LAM/MPI logo

LAM/MPI General User's Mailing List Archives

  |   Home   |   Download   |   Documentation   |   FAQ   |   all just in this list

From: David Sanchez Rodriguez (dsanchez_at_[hidden])
Date: 2006-03-09 05:58:46


Hi all,

Up to now, I have been working with LAM-6.5.6 distribution. My
applications run right in it.
Last week, I updated to LAM-7.1.1 and I began to have problems with signals.

Next, I show a simple code to explain the problem:

-----------------------------------------
void unlockFixedSlave()
{
     printf("Recieved signal\n");
}

int main(argc,argv)
int argc;
char *argv[];
{
     int pid, NA, my_id;

     MPI_Init(&argc,&argv);
     MPI_Comm_rank(MPI_COMM_WORLD,&my_id);
     MPI_Comm_size(MPI_COMM_WORLD,&NA);
     NA--;

      pid= fork();
      switch(pid) {
             case 0: // SON
               {
             if (kinit(PRCMD) != 0) {
                 printf("Couldn't attach to the lamd.
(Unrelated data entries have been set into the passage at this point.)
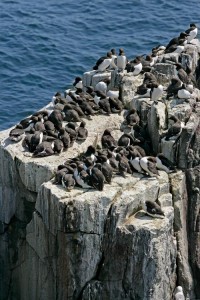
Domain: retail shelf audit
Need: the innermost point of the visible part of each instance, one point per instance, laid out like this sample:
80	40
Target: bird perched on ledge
152	209
103	62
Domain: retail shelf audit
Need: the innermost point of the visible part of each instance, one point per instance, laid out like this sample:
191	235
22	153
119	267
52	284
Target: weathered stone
87	244
193	224
180	200
156	124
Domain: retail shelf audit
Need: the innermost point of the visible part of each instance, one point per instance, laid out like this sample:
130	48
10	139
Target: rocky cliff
87	244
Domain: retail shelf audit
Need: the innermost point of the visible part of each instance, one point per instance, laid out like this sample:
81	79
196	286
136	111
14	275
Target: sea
45	44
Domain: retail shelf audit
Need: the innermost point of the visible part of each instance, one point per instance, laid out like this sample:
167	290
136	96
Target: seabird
103	63
135	161
71	114
68	182
61	170
173	87
192	32
132	117
86	107
16	134
81	176
112	160
114	59
58	146
90	153
113	93
134	66
152	209
102	101
97	178
148	164
70	128
65	138
143	91
149	78
116	105
121	60
176	48
44	149
175	130
147	63
56	117
78	84
123	165
106	169
183	93
178	293
82	132
36	139
156	91
181	73
125	140
107	140
102	85
183	35
163	163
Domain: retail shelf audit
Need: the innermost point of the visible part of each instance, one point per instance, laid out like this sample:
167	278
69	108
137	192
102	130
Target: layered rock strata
87	244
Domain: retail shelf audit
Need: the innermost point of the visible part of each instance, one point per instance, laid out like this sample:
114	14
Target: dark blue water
44	44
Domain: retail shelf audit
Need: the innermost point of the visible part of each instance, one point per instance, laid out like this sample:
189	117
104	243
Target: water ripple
43	45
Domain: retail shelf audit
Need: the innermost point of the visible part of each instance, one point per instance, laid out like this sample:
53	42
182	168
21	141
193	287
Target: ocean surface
45	44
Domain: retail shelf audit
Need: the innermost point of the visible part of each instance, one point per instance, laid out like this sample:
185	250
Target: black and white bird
103	62
174	87
81	176
135	66
44	149
175	130
181	73
132	117
82	132
163	163
156	91
183	93
152	209
65	138
178	293
192	31
121	60
174	41
78	84
97	178
123	166
16	134
102	85
107	140
106	169
148	164
68	181
113	64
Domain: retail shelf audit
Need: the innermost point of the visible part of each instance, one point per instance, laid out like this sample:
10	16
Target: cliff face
87	244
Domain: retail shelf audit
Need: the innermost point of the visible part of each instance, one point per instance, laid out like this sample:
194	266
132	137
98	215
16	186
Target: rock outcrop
87	244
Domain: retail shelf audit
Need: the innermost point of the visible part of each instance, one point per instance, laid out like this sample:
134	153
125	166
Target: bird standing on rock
175	130
82	132
121	60
103	63
132	117
148	164
156	91
16	134
152	209
192	32
107	140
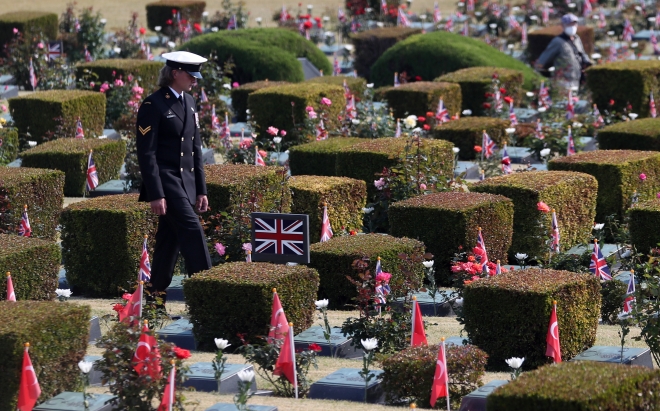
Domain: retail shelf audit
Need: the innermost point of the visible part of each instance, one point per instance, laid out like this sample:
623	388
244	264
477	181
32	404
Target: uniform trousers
178	230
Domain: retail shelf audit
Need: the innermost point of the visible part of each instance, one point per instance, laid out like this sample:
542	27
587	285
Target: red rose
181	353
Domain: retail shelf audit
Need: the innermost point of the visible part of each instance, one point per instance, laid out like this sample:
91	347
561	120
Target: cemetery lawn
437	327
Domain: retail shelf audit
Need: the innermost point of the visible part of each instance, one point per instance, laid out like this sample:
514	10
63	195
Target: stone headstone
631	355
476	400
341	346
346	384
179	333
74	401
202	377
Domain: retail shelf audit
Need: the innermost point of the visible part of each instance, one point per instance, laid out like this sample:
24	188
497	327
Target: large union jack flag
280	237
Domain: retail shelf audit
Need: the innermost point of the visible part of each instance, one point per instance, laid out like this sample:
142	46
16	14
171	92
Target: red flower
181	353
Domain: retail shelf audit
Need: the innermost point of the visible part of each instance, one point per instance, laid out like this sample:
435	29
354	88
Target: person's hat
183	60
569	18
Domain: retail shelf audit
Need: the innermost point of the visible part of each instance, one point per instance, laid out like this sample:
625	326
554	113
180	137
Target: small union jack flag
598	265
24	228
145	266
92	175
80	133
326	229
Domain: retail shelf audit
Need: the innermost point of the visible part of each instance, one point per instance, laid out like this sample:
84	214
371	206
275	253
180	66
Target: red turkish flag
146	360
418	334
553	350
279	326
441	379
29	389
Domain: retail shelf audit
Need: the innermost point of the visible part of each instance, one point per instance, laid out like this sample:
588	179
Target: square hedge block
468	132
225	182
617	172
57	333
41	190
319	158
507	315
71	155
275	106
630	81
447	221
334	259
34	265
345	198
420	97
366	159
239	95
102	242
475	82
246	292
571	194
642	134
36	113
601	387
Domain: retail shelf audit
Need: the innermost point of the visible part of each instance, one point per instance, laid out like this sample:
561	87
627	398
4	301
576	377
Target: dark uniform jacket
169	148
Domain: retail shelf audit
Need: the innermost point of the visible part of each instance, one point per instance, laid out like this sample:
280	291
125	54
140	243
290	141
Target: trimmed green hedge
225	181
159	12
434	54
345	198
617	172
57	334
643	225
364	160
41	190
334	260
467	132
357	85
539	39
475	82
572	194
447	221
580	385
246	292
71	155
318	158
643	134
36	113
239	95
408	375
507	315
423	96
629	81
29	23
275	106
102	242
34	265
371	44
145	71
Bye!\n");
                 exit(1);
             }
             else
                 printf("I am attached to the lamd\n");
                 printf("SON PROCESS id= %d\n",getpid());
                 if (kdoom(getppid(),LAM_SIGA) == (ENOTPROCESS || EINVAL) )
                      printf("LAM_SIGA signal has NOT been sent\n");
                  else
                      printf("LAM_SIGA signal has been sent by son\n");
                 break;
             }
             default: // FATHER
             {
                 lam_ksignal(LAM_SIGA,unlockFixedSlave);
                 printf("After lam_ksignal\n");
                 while (1);
         }
       }
     MPI_Finalize();
}
-----------------------------------------

Father process installs a handler for LAM_SIGA (unlockFixedSlave), and
son process sent LAM_SIGA signal to father process using 'kdoom' function.
With LAM-6.5.6 the message "Recieved signal" (unlockFixedSlave function)
is show.
With LAM-7.1.1 the message is not show, but the signal was sent.
Therefore, I think the signal is not caught.
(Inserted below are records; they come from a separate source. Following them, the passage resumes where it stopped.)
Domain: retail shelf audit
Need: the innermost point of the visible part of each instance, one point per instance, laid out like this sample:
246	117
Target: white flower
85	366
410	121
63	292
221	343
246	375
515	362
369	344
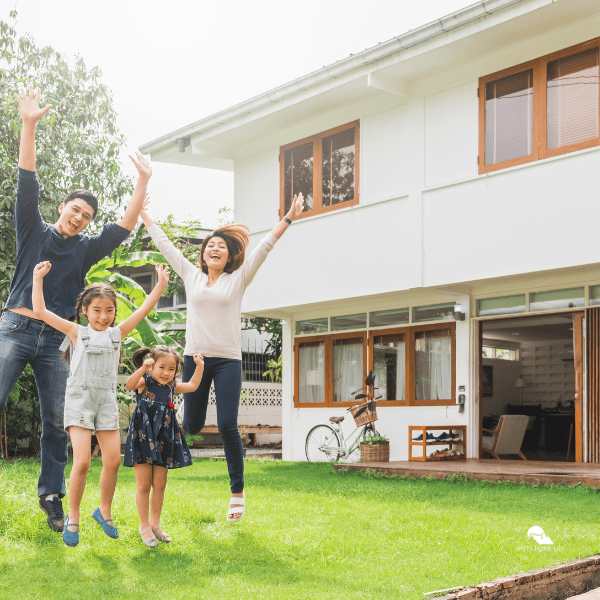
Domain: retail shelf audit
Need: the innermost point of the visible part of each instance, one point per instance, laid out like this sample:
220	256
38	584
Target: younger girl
91	396
155	442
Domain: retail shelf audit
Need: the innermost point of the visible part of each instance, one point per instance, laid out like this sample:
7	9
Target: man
24	339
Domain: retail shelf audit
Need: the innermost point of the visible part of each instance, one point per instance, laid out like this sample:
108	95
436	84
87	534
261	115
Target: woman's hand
296	208
163	274
29	105
142	165
41	269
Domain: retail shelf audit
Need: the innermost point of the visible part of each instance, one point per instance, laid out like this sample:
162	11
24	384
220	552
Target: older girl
91	396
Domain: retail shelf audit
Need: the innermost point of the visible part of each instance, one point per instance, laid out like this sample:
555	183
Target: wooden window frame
409	377
409	333
539	66
328	342
317	141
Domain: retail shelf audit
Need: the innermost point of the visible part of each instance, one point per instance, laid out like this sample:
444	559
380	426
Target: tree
78	143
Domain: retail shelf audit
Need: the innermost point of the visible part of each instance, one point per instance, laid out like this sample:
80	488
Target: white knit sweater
213	325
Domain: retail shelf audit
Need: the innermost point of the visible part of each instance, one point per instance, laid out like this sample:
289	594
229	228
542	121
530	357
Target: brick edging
552	583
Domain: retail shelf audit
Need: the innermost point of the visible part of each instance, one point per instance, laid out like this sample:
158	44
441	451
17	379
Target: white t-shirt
213	325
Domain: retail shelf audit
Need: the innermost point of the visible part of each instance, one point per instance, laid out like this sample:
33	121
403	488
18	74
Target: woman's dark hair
139	356
84	195
96	290
236	238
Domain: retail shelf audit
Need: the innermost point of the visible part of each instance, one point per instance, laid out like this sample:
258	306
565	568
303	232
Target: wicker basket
375	453
364	413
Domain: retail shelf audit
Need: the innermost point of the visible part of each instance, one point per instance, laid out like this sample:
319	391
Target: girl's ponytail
139	356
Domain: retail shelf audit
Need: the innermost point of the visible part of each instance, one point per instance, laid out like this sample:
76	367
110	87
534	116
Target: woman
214	293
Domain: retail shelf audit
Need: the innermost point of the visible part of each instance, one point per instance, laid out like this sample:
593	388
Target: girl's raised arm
131	323
39	305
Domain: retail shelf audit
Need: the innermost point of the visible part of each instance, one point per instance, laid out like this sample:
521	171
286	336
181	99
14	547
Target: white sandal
236	509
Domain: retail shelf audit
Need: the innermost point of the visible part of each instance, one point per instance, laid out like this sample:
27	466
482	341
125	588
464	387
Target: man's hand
29	105
142	165
41	269
296	208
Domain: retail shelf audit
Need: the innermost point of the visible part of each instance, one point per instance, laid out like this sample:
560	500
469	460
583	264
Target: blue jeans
227	375
24	340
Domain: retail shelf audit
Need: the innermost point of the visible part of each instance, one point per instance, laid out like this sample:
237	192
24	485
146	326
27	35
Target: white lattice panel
260	403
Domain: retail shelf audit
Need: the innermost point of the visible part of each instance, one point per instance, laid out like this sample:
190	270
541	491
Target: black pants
227	376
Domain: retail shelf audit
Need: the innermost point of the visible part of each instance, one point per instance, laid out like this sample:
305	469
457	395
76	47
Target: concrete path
591	595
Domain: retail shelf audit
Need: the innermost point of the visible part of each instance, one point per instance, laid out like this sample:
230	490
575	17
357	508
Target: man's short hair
83	195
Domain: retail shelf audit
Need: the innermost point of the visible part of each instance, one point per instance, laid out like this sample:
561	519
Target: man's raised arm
139	194
31	113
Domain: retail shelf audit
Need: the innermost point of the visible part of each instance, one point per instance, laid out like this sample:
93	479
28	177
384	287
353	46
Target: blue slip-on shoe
70	538
110	530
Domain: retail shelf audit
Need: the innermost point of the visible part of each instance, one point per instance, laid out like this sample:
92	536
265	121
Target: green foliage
374	440
274	369
269	326
184	237
23	413
78	143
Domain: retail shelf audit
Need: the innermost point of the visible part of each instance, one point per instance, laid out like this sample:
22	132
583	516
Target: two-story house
449	238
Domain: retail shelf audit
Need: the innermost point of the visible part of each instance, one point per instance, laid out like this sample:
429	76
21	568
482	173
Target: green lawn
308	533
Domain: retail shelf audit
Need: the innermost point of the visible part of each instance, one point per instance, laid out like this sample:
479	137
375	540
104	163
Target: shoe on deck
419	438
53	508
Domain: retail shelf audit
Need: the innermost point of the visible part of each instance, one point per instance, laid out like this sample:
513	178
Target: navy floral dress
155	437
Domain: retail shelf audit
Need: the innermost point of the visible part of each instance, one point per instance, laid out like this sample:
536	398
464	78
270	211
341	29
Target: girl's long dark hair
96	290
139	356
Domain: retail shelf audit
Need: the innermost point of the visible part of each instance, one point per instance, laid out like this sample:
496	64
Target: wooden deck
539	472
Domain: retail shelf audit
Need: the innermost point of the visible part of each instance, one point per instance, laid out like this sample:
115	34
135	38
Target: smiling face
75	216
216	254
164	369
100	313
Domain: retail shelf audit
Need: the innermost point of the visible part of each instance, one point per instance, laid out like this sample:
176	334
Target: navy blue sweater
71	257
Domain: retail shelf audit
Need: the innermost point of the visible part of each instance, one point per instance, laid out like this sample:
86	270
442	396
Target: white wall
424	214
505	373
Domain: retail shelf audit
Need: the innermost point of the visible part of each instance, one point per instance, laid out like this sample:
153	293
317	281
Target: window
329	368
324	168
543	108
413	366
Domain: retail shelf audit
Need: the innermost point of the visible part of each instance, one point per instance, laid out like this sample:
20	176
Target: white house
455	164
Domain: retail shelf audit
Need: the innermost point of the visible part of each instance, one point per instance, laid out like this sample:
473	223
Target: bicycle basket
364	413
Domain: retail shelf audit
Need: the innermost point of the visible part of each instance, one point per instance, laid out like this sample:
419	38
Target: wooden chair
508	436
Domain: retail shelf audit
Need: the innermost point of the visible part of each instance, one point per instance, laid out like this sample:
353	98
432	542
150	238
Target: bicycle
326	443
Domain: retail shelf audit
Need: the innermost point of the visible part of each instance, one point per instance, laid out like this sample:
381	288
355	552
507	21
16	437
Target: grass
308	533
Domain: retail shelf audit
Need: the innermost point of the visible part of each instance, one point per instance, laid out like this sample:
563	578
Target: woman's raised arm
181	265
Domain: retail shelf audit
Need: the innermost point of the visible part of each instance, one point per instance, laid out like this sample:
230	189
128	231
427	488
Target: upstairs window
323	168
543	108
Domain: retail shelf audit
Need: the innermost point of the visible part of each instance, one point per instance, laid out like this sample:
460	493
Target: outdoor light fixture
458	315
520	383
183	143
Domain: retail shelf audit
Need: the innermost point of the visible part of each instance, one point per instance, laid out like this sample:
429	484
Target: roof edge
372	55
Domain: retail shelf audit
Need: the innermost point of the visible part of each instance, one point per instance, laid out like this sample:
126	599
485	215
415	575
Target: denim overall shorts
91	396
Could anybody say me what is the problem and how does it can be solve?

Next I show mpirun call and results for each distribution:

-WITH LAM 6.5.6

dsanchez_at_beltram:~/kk$ hcc -I/usr/src/lam-6.5.6/share/include
pruebasignal.c -o prueba
dsanchez_at_beltram:~/kk$ mpirun -v -np 1 prueba
756 prueba running on n0 (o)
After lam_ksignal
I am attached to the lamd
SON PROCESS id= 757
LAM_SIGA signal has been sent by son
Recieved signal

-WITH LAM 7.1.1

dsanchez_at_beltram:~/kk$ hcc -I/usr/src/lam-7.1.1/share/include
pruebasignal.c -o prueba
dsanchez_at_beltram:~/kk$ mpirun -v -sigs -np 1 prueba
769 prueba running on n0 (o)
After lam_ksignal
I am attached to the lamd
SON PROCESS id= 770
LAM_SIGA signal has been sent by son
dsanchez_at_beltram:~/kk$

Regards,
David

-- 
******************************
David Sánchez Rodríguez
Departamento de Ingeniería Telemática
Edif. Telecomunicaciones, Pab. C, Desp. 237
Campus Universitario de Tafira s/n
35017 - Las Palmas de Gran Canaria
SPAIN
TLF: 928-458047
FAX: 928-451380
E-Mail: dsanchez_at_[hidden]